Девочка пронеслась по комнате. Белое муслиновое платьице не закрывало ее голые коленки. На ней были шелковые белые носочки и ботиночки на шнуровке.

— Мама, мама! Тебе лучше? Пойдем играть в сад!

— Я сейчас не могу, дорогая, — ответила ей мать. — Подойди сюда, Фелисити, мне надо кое-что сказать тебе.

— Мне тоже надо рассказать тебе, мама, как я каталась сегодня на моем пони. Он бежал быстро-быстро.

Леди удержала Фелисити за руку и сказала:

— Сядь рядом со мной, милочка, и послушай, что я тебе скажу. Ты едешь в Англию!

— В Англию, мама?

— Да, моя милая, ты едешь к своему папе.

— Но я не хочу к папе, — ответила Фелисити. — Я хочу остаться здесь, с тобой. В Англии холодно и всегда туман, Моn Реrе говорит, что это совсем нехорошее место. Он говорит, что ненавидит англичан, и мне очень жалко, что я не француженка.

— Ты англичанка, Фелисити, и я хочу, чтобы ты поехала в Англию и все увидела сама. А эта добрая леди поедет вместе с тобой. Только подумай, как интересно путешествовать на большом корабле, а потом еще на поезде.

Фелисити размышляла наклонив голову, как бы оценивая предложение матери. Потом спросила:

— А пони может поехать со мной?

— Нет, дорогая, но у твоего отца много лошадей, и я уверена, как только ты приедешь, он обязательно подарит тебе лучшего пони на свете.

— Но я люблю своего пони, — насупилась Фелисити, — и Mon Pare говорит, что Англия — плохое место! Он рассердился на меня перед тем, как уехал, я знаю, потому что он сказал, что я веду себя, как английская девочка.

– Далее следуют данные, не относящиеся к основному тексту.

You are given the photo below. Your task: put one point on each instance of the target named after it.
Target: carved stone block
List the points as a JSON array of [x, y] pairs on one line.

Леди многозначительно взглянула на Атейлу, давая ей понять, как граф относится к Фелисити. Бесспорно, девочка могла только мешать ему. Ее присутствие в доме, где ее мат «; была не женой, а любовницей, утомляло и раздражало. Атейла подумала, что ему, наверное, тяжело жить вдали от родных детей, воспитывая дочь англичанина, которого он ненавидел.

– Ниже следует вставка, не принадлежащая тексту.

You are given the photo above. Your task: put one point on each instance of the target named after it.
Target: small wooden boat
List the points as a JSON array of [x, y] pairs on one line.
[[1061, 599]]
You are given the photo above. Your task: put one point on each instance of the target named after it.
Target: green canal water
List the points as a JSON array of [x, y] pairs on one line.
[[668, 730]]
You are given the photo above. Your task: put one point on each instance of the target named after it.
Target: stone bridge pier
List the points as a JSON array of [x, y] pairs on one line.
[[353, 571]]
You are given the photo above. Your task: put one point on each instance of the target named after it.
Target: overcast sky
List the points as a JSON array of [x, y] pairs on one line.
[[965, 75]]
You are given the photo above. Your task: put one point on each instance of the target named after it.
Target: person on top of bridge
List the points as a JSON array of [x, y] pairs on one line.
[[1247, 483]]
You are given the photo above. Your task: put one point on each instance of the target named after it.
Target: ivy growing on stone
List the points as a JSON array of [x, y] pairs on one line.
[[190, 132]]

— Теперь, Фелисити, послушай, что я скажу. Пойди выбери игрушки, какие ты хочешь взять с собой. Не забудь про медвежонка!

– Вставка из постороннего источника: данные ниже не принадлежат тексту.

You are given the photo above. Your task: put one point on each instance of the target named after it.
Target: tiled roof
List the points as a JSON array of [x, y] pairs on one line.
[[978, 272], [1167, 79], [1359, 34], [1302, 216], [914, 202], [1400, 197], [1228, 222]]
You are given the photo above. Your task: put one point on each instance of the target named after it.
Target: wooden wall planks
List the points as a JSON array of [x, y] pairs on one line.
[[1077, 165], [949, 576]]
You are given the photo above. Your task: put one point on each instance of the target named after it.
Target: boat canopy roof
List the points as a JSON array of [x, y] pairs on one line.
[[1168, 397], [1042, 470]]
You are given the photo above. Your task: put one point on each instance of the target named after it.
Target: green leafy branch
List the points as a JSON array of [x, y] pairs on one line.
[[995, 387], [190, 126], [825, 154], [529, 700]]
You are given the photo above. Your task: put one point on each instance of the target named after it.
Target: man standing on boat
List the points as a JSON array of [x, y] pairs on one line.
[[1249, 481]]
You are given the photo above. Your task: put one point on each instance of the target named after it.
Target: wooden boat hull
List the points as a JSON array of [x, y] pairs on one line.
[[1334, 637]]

Женщина крепко сжала руки дочери в своих ладонях и продолжала:

— Иди же, помоги служанкам упаковать кукол, чтобы им было удобно во время путешествия. Я уверена, им очень понравится замок твоего папы, потому что он большой и красивый.

Фелисити нерешительно посмотрела на нее, а мать сказала:

— Иди же скорее, а то служанки могут упаковать их не правильно.

Девочка испуганно вскрикнула, словно одна мысль об этом Привела ее в ужас, соскочила с кровати и, не говоря ни слова, выбежала из комнаты.

Ее мать вопросительно посмотрела на Атейлу.

— Она очень мила, вам будет недоставать ее, — ответила девушка.

— Да, при мысли об этом у меня сердце разрывается. Но я должна отослать ее. Comte не любит ее, и это очень затрудняет жизнь. Кроме того, я поняла, эта жизнь не для нее. Когда Фелисити подрастет, она, как дочь своего отца, должна занять подобающее место в обществе.

— Но это будет еще не скоро, — улыбнулась Атейла.

— Она многое начинает замечать, — сказала женщина, будто разговаривая сама с собой. Вчера она спросила, почему у нее два отца. Папа, которого она почти не помнит, и Моn Реrе, с которым она живет. И что мне ей было ответить?

— Возможно, мой вопрос покажется вам глупым, — сказала Атейла. — Но я должна понять. Если, как вы говорите, ваш муж граф Ротуэльский, значит, вы графиня! женщина кивнула:

— Но так как Comte радуется, когда я называю себя его именем, то здесь меня знают как Comtesse de Soisson, да я и сама хотела бы, чтобы меня так называли. Мне жаль, что ты не сможешь познакомиться с ним. Он очень, очень милый, но его неприязнь к Фелисити возрастает. Если я выживу, оставить ее здесь было бы ошибкой, а если я… умру…

Женщина замолчала, и наступила неловкая тишина.

— Я отвезу Фелисити в Англию, — сказала Атейла. — Вы правы, это ее родина, и она должна жить там.

— Благодарю вас.

Дама взглянула на Атейлу так, словно только что увидела ее.

— Вы очень хороши собой, а когда оденетесь подобающим образом, будете еще красивее. Позвольте мне дать вам совет. Не слушайте своего сердца, иначе вы наделаете те же нелепые, безумные ошибки, что и я. А если вы оступитесь хоть раз, пути назад уже не будет!

Глава 2

Когда они покидали миссию утром следующего дня, Атейла с трудом верила, что это произошло на самом деле. События развивались так быстро, что девушка никак не могла прийти в себя.